InfluxDB 模型和存储引擎入门

mwish

2022-03-17

InfluxDB 分为这里所列的版本：https://www.influxdata.com/products/editions/

数据模型和查询

参考：https://docs.influxdata.com/influxdb/v2.1/reference/key-concepts/data-elements/ 和 https://docs.influxdata.com/enterprise_influxdb/v1.9/concepts/glossary/

DBBF4749-218C-493E-A56E-4A6060E21AC7

Database: 数据库
Timestamp: 时间戳，
Measurement: A measurement acts as a container for tags, fields, and timestamps.
Field: 分为 <Field Key, Field Value>，Field Key 是名称字符串，Field Value 是只支持基本类型的值。所有的 Field 组成了一个 Field Set，Field 上的值是不会建索引的。
Tags 是提供 Point 的元数据，有点类似 index，tags 按照 string 的方式存储. 所有的 tags 组成了 tag set。单个 Tag 包含 Tag Key 和 Tag Value. 对于每个 tag key, tag value 可以构成一个类似 Card 的概念
- 可以理解成，tag 本身都是 string 类型
- tag 可以构建索引

那么，如上所述，InfluxDB 的 Schema 如下表示：

31928802-5350-4AE7-844F-AF8F1049115A

理解了上面的东西之后，需要理解 Series 和 Series Key 这两个概念：

A06BB0EF-D68C-491A-85C1-574E0DFCAC6F

和 Series: 包含 timestamp 和

5F759A4F-F31C-4855-9FAF-4F1A691E36D8

看到没有，这里相当于统计信息给抽出来了，一个 Series Key 对应一个 Series，而这个 Series 有着多个 <Timestamp, Field Value> 组下面才定义到具体的信息：

Point: 对应的单个 Series Key + <Timestamp + Field Value>, 可以理解成数据库的「行」。
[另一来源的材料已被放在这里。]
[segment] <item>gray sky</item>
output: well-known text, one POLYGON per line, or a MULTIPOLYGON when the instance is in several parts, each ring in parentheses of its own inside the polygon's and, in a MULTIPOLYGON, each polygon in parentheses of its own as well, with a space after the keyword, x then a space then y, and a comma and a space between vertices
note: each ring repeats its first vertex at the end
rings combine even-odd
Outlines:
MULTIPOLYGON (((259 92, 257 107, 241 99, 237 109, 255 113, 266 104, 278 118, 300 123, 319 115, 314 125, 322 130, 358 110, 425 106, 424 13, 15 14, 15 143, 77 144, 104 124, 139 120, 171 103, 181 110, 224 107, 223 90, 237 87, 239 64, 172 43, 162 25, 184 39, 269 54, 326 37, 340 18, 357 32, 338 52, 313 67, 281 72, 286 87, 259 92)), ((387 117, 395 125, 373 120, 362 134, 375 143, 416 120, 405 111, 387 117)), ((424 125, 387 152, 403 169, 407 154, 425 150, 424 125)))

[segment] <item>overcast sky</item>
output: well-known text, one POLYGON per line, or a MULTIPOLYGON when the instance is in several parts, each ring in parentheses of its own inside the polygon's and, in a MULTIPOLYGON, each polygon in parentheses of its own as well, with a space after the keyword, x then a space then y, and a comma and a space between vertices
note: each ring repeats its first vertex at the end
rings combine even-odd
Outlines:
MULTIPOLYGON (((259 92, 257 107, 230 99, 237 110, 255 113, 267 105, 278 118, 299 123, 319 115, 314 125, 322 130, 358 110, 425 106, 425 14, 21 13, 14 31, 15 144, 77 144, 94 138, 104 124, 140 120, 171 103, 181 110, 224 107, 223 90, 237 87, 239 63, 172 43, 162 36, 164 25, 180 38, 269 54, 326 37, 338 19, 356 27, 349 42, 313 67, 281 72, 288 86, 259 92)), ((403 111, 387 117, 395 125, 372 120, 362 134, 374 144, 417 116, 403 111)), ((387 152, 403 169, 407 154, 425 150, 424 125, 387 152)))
最后，measurement 类似 RDBMS 的表，而这里给出一个 Bucket 的概念，可以设置多个 measurement，并且设置一些 expire time 之类的条件。

以上就是 InfluxDB 的基本概念，具体一些 Schema 定义可以看：https://docs.influxdata.com/influxdb/v2.1/reference/key-concepts/data-schema/

Line Protocol

InfluxDB 可以使用 Line Protocol: https://github.com/influxdata/influxdb/tree/master/tsdb#line-protocol

query & latency

Timescale 给出了一个 benchmark，我觉得这种 benchmark 肯定都是自己吊打别人，但是对衡量数量级来说帮助很大，如下图：

https://www.timescale.com/blog/content/images/2022/01/20200716_Timescale_Blog_InfluxBenchmarks.jpg

20200716_Timescale_Blog_InfluxBenchmarks

可以看到，对这个的查询包含一些近实时的查询，而数据可能能在 ~100ms 左右的时间完成一些简单的 GroupBy。

Shard

Sharding is the horizontal partitioning of data in a database. Each partition is called shard. InfluxDB stores data in shard groups, which are organized by retention policy and store data with timestamps that fall within a specific time interval.

因为时序数据库是一个偏分析的场景，所以按照时间分片是一个相对自然的策略。这个分片有一个 RP(Retention Policy)，是说保留具体内容的时间。我们都知道，Bucket 本身有一个过期时间配置，Shard Group 会按照 Bucket 的时间再切细一点，做过期时间配置：

F0977952-F7E5-464A-9002-58D8C328A9CB

再开源 InfluxDB 上，一个 Shard Group 只有一个 Shard，感觉很无力：

A9DA7AAC-234A-4AEE-BA33-85EE761211A9

InfluxDB Enterprise 则不一样，它可以配置 Shard 的复制等功能：https://docs.influxdata.com/enterprise_influxdb/v1.9/features/clustering-features/#shard-movement 。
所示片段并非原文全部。